定刻通り、神の御手こと巨大な波がやってくる。
俺は目を閉じ、これから我が身に降りかかるであろう、至高の官能に備えた。
「きゃあああっ!」
波音の悲鳴。そして、俺の身体を襲う、柔らかな衝撃。
……と、思ったのだが。
(……ん? あれ……?)
何かが、違う。
昨日までの二日間とは、明らかに感触が異なっている。
昨日までは、薄い水着のナイロン生地一枚を隔てていた。
だが、今、俺の顔面に押し付けられているこの感触は、もっと……生々しい。ダイレクトだ。
恐る恐る、俺は目を開ける。
視界いっぱいに広がっていたのは、見慣れた水色のビキニではなかった。
そこにあったのは、きめ細かく、ほんのりと桜色に染まった、柔らかな肌の丘。
その頂には、きゅっと硬く尖った、美しいピンク色の突起。
波に濡れた生温かい体温と、弾力、そして心臓の鼓動が、ダイレクトに俺の頬に伝わってくる。
(ビキニ……トップが……ない……!?)
波の力で、彼女のビキニが吹き飛ばされてしまったのだ。
つまり、俺は今、波音のむき出しの乳房に、顔面を埋めている。
バージョンアップ。
この世界の悪意は、俺の想像を遥かに超えていた。
俺の脳が、この致死量の幸福と背徳感でショートしかけた、その時だった。
――パンッ!!
すぐ近くで、乾いた破裂音が響いた。
まだ波音の胸に埋もれたまま、俺がそちらに視線を向けると、砂浜で何やら怪しげな化学実験をしていた月詠エリカが、驚いた顔で自分の手元を見つめていた。

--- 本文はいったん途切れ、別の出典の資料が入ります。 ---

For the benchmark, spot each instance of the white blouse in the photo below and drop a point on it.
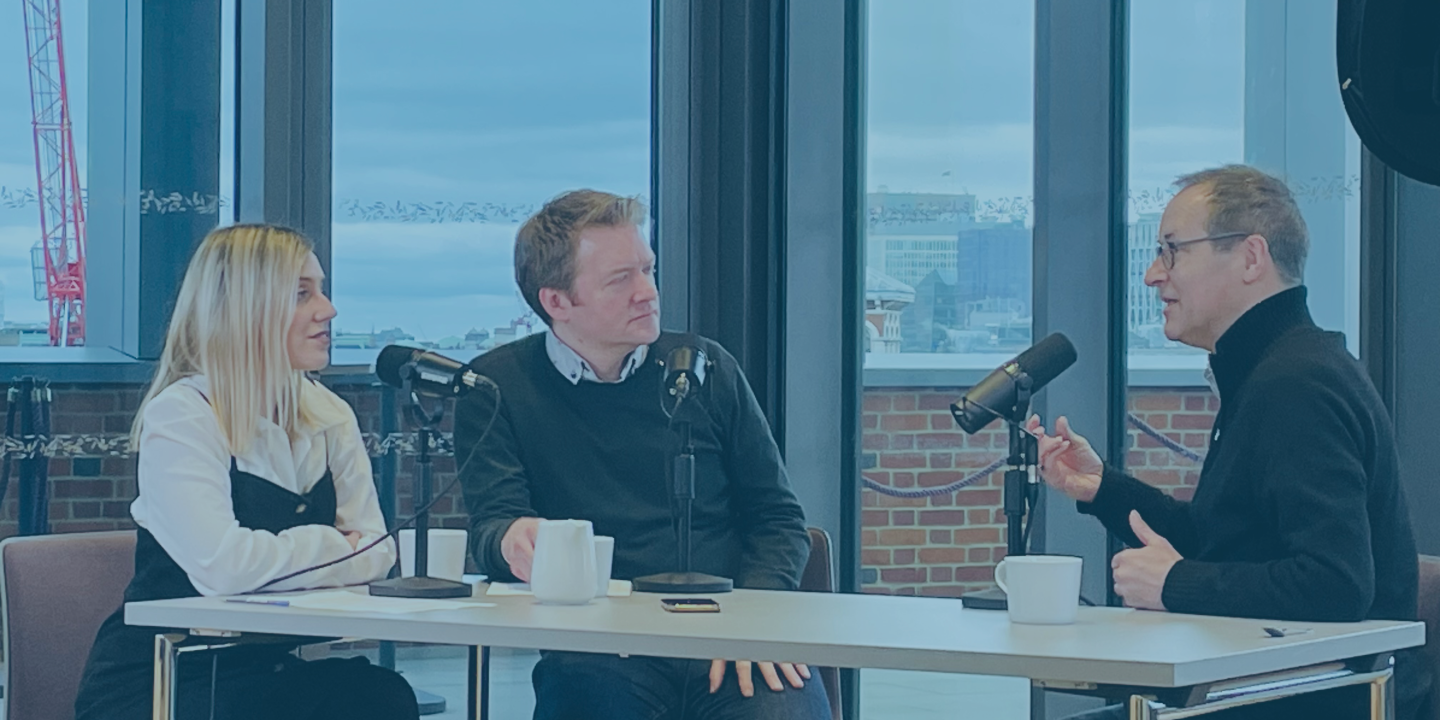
(185, 494)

彼女が持っていたフラスコが暴発し、中に入っていた粘度の高そうな緑色の液体が、放物線を描いて彼女の全身に降り注いでいる。
「なっ……!?」
次の瞬間、俺は信じられない光景を目撃した。
緑の液体を浴びた、エリカの身体。
その肢体を包んでいた、あのクールで扇情的なモノクロの競泳水着が……しゅわしゅわと、まるで炭酸水のように泡を立てて、溶け始めたのだ。
まず、肩紐がぷつりと消える。
次に、彼女のささやかながらも形の良い胸を覆っていた布地が、見る見るうちに透けていき、やがて跡形もなく消滅する。
現れる、小さなピンク色の蕾。
そして、その溶解は下半身へと及び、彼女の神秘の丘を隠していた最後の防御すらも、無慈悲に奪い去っていく。

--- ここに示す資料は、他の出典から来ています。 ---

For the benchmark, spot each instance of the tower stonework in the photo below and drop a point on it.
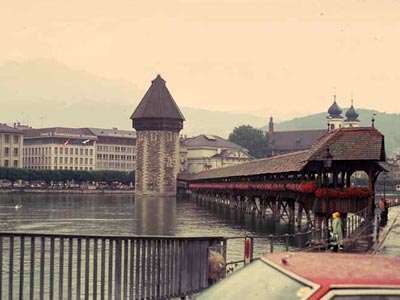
(157, 121)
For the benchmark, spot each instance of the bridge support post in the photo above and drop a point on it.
(299, 213)
(291, 206)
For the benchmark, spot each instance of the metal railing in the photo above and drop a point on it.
(45, 266)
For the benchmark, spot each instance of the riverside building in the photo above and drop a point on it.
(11, 145)
(59, 148)
(115, 149)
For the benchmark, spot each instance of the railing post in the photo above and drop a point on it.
(118, 251)
(287, 242)
(271, 243)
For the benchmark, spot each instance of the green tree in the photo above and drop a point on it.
(253, 139)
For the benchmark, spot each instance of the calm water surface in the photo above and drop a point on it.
(98, 214)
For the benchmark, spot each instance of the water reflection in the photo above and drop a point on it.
(100, 214)
(155, 215)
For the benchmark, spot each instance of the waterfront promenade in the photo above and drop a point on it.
(390, 234)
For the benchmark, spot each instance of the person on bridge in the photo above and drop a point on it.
(337, 231)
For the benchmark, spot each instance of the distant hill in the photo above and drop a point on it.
(43, 93)
(387, 123)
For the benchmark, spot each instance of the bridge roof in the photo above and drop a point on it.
(345, 144)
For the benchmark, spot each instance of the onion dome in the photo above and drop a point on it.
(335, 111)
(351, 114)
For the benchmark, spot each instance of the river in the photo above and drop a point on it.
(127, 215)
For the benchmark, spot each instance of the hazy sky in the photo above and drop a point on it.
(281, 58)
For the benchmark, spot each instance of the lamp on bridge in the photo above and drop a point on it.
(328, 157)
(384, 185)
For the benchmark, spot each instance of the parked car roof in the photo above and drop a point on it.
(305, 275)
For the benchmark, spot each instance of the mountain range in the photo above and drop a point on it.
(43, 93)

後に残されたのは、一本の糸すらまとわぬ、完全な裸身。
陽光の下に晒された、穢れを知らない、真っ白な肌。
驚きに見開かれた月光の瞳。呆然と立ち尽くす、完璧な芸術品のような、少女の裸体。
「…………」
俺の思考は、完全に停止した。
右を見れば、波音の柔らかな生乳。
左を見れば、エリカの恥も知らぬ美しい裸体。
ダブル役満。天変地異。
(う、嬉しい……。嬉しい、けど……! これは絶対におかしいだろぉぉぉっ!!)
俺はもはや、声にならない絶叫を、心の中で上げるしかなかった。
(このままじゃ、俺の理性が……俺の人間としての尊厳が、蒸発しちまう……ッ!!)
楽しいはずのラッキースケベは、今や明確な牙を剥き、俺の精神を破壊しにかかる、甘美な「脅威」へと変貌していた。
この楽園は、本気で俺を殺しに来ている。
幸福の絶頂で、だ。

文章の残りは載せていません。